What can individuals potentially affected by the PowerSchool breach do now?

It may take some time before notifications are sent to individuals affected by the breach. However, there are some resources that individuals could examine to consider their options now. Databreaches.net pulled together some helpful resources for potentially affected individuals, such as teachers, parents, and former students. Access that here.

When the dust clears from the PowerSchool incident, what should schools do going forward?
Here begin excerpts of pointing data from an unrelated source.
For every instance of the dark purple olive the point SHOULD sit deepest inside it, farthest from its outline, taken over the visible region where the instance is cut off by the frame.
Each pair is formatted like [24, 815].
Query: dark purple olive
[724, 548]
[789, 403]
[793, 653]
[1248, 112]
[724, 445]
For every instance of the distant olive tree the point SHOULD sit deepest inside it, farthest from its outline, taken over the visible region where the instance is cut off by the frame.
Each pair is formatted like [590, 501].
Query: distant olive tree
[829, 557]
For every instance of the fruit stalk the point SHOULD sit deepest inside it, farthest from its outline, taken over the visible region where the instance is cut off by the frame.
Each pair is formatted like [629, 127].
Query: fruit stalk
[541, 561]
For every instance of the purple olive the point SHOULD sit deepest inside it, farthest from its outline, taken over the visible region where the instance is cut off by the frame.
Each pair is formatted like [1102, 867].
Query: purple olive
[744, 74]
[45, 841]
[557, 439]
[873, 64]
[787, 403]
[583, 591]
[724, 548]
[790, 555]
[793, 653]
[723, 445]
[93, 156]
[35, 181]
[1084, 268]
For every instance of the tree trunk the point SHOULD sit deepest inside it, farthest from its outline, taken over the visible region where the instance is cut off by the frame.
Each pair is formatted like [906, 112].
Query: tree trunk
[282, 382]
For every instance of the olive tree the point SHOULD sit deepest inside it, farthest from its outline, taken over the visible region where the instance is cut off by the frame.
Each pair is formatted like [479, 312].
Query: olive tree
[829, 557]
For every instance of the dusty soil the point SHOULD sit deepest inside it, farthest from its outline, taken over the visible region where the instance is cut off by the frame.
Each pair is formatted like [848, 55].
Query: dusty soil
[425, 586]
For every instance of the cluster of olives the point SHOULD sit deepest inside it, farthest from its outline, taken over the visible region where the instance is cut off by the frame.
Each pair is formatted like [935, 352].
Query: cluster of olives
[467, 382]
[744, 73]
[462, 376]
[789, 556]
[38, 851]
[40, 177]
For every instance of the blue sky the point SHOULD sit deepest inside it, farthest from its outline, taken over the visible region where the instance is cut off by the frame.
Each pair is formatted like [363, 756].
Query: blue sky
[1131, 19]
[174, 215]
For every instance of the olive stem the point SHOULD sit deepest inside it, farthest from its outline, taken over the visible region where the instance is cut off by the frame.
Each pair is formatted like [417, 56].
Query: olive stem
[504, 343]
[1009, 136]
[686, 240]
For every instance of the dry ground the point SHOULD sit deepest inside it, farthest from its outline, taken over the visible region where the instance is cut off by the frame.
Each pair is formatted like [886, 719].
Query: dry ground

This is not the first vendor incident that has affected schools and it will not be the last. There are many steps schools and any organizations should consider taking following a vendor's breach affecting the organization's data. However, for the moment, affected schools and customers should focus on the incident at hand. When the time comes, they should consult with experienced legal counsel and information security experts to be sure they have adopted reasonable safeguards at a minimum to protect their data, and that they have assessed whether their vendors are doing the same.

* * *

For organizations large and small, incidents like this can be a significant disruption. To minimize that disruption, organizations may want and need to communicate with their applicable communities, and should do so confidently, but carefully. More information can be very helpful, but too much information and information that is repetitive can be confusing and frustrating. Organizations should involve key persons internally and possibly seek outside expertise and counsel to reach an appropriate balance in their response strategy and communications.